The event focused significantly on the US economy and US capital markets simply because America is home to the world’s largest economy, main capital markets and greatest financial experiment in history – namely the stimulus policies aggressively pursued by the Federal Reserve and Treasury Department, which have driven US consumer debts to levels much higher than in the 1930s. However, portfolio allocation and economic analysis require a global focus as what the future holds may well be different for each asset class and in different regions despite the close linkages between them. In fact such linkages are often responsible for the inverse relationship between assets that is so important to the diversification and risk management processes.

At the event, Gambles, Keen and Duncan all expressed concerns about levels of global debt and the high risks that such debt holds for the future. Gambles foresaw a range of possible outcomes, mainly comprising the following:

i) QE will work; creating exit velocity growth and real inflation that will outstrip and devalue debt (this has never worked before).

ii) The global economy will ‘turn Japanese’ and we’ll suffer lost decades while the debt slowly and painfully endures – except that this isn’t an outcome, just a long transition to an outcome.

iii) Some kind of re-set or event – a default, actual or effective, or the kind of event that ended the Great Depression, i.e. WWII.

Each outcome will create huge risks and opportunities – it’s impossible to know which outcome will prevail or the timing but awareness of these possibilities allows each investor to position for the full range of outcomes, according to their individual risk profile. It’s not about investing into a particular asset in anticipation of a single outcome. It’s about constructing risk-adjusted portfolios using asset matrices that can withstand the most unfavourable outcomes.

Duncan’s central premise was that, since 1945, the world has been dominated by ‘creditism’ – “We see all economic and capital market activity ultimately driven by credit. This is a manipulation.

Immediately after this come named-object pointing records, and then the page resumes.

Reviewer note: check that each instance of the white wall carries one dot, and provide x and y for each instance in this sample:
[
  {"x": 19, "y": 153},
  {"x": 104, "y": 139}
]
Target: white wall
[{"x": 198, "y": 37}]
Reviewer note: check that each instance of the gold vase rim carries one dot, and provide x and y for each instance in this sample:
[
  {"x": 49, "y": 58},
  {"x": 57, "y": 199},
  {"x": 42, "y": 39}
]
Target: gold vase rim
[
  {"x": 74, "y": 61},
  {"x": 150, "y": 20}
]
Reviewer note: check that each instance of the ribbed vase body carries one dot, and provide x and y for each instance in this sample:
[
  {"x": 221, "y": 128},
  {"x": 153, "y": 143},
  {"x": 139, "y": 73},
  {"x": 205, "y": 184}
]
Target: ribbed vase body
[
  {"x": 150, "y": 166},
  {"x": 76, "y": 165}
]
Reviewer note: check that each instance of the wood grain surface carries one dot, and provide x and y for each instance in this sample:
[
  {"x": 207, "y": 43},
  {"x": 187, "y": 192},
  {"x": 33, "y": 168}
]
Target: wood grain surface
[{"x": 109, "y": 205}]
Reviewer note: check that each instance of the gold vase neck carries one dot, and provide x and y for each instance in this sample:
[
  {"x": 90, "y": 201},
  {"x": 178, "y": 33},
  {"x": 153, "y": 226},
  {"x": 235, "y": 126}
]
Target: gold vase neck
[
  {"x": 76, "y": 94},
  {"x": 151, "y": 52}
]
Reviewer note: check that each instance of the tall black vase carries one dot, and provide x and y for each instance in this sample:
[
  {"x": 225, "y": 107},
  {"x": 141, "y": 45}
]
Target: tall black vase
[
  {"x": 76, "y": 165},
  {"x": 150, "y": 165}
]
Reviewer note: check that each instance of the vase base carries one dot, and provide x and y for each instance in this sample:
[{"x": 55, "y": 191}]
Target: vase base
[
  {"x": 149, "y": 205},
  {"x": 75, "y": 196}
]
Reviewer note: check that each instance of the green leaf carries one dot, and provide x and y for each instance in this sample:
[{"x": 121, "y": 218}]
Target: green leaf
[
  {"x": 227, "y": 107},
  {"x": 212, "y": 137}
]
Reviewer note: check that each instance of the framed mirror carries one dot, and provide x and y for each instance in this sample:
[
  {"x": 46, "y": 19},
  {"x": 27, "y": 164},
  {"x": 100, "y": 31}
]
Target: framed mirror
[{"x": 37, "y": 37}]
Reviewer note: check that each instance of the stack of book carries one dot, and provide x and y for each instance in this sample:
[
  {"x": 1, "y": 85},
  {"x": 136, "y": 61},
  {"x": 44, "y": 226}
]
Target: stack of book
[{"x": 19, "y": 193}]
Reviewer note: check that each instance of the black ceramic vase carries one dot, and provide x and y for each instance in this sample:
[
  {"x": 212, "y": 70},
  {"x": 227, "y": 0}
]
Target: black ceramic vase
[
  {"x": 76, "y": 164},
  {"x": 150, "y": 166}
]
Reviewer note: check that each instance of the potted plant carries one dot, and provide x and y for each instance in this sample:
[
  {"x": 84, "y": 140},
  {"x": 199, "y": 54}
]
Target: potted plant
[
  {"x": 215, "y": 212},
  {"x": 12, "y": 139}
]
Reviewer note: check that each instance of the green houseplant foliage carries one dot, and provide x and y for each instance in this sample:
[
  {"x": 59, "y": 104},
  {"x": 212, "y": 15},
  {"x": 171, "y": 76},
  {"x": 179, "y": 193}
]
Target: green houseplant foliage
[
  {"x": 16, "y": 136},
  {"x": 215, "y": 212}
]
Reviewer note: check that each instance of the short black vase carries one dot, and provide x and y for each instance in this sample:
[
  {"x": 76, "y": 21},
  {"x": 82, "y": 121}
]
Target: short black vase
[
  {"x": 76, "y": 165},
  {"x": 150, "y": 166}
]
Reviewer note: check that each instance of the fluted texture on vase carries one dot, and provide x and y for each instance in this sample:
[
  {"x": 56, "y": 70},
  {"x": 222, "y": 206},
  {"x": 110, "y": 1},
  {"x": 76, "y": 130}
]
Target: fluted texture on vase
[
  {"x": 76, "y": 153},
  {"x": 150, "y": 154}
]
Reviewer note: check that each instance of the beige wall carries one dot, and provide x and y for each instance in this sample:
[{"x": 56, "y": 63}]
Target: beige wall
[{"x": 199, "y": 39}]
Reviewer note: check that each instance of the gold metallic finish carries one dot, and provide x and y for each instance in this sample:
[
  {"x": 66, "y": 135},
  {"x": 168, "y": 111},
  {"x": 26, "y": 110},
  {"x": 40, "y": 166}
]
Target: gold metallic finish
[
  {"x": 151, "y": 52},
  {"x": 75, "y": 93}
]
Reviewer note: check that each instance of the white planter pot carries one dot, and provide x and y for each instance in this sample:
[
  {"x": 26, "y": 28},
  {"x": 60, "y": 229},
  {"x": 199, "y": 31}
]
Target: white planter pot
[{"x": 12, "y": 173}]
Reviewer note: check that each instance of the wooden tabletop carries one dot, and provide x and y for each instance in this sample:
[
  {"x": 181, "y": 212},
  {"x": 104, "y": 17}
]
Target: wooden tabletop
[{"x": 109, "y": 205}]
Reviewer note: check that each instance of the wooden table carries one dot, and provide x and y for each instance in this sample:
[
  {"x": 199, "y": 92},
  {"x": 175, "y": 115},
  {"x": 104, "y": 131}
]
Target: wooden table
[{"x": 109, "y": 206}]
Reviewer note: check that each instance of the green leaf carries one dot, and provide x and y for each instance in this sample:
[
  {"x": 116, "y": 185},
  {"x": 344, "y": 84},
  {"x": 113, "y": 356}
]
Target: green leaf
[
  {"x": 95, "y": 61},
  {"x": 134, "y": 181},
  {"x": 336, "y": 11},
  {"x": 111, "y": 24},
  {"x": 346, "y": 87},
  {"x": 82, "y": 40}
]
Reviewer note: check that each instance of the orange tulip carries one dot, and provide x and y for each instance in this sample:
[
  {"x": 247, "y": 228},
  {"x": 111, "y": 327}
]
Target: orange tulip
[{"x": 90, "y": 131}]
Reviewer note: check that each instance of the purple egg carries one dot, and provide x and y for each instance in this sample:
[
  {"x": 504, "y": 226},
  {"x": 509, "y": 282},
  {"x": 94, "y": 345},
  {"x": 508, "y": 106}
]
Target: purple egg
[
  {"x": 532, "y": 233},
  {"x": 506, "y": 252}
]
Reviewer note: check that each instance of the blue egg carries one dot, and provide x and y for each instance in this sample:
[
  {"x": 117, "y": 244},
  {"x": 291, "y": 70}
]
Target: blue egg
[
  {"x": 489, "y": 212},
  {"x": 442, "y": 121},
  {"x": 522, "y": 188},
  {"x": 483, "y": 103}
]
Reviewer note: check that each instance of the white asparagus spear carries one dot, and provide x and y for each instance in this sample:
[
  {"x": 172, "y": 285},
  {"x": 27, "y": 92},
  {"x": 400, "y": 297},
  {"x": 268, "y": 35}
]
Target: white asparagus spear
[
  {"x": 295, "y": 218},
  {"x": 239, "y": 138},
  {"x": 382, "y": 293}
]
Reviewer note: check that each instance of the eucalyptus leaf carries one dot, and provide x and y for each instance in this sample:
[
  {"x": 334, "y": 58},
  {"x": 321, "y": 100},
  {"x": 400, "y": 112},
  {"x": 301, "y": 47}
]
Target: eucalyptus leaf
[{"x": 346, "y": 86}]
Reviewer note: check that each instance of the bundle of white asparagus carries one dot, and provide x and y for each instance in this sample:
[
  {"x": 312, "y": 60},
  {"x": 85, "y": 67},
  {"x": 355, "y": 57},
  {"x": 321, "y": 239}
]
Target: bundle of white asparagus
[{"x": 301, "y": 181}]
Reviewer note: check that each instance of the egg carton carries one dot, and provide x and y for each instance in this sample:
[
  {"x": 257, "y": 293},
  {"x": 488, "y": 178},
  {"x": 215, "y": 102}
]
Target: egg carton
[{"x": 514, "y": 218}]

It’s not capitalism.” His scenario mainly anticipated a binary outcome.

Either the economy continuing to grow with QE being invested in a way that is more efficient – new technologies, green energy, etc – investing a further $5trn into productive sectors will generate adequate sustainable growth to fix the debt problem over time or a Japan-style lost decade or several lost decades will follow.

Keen focused on extreme levels of private debt seeing the economy right now as another accident waiting to happen – probably in the next 2-5 years. It could be just another recession in a long-term cycle of going nowhere for the next couple of decades, Japanese-style, but Keen also worries that social pressures, especially in Europe, could lead to the kind of austerity conditions that brought Hitler to power in the 1930s and led to WWII.

The range of outcomes and the risks inherent in each one only serve to reinforce our convictions about highly personalized risk management with diversification, a coherent outlook and patient pragmatism to the fore.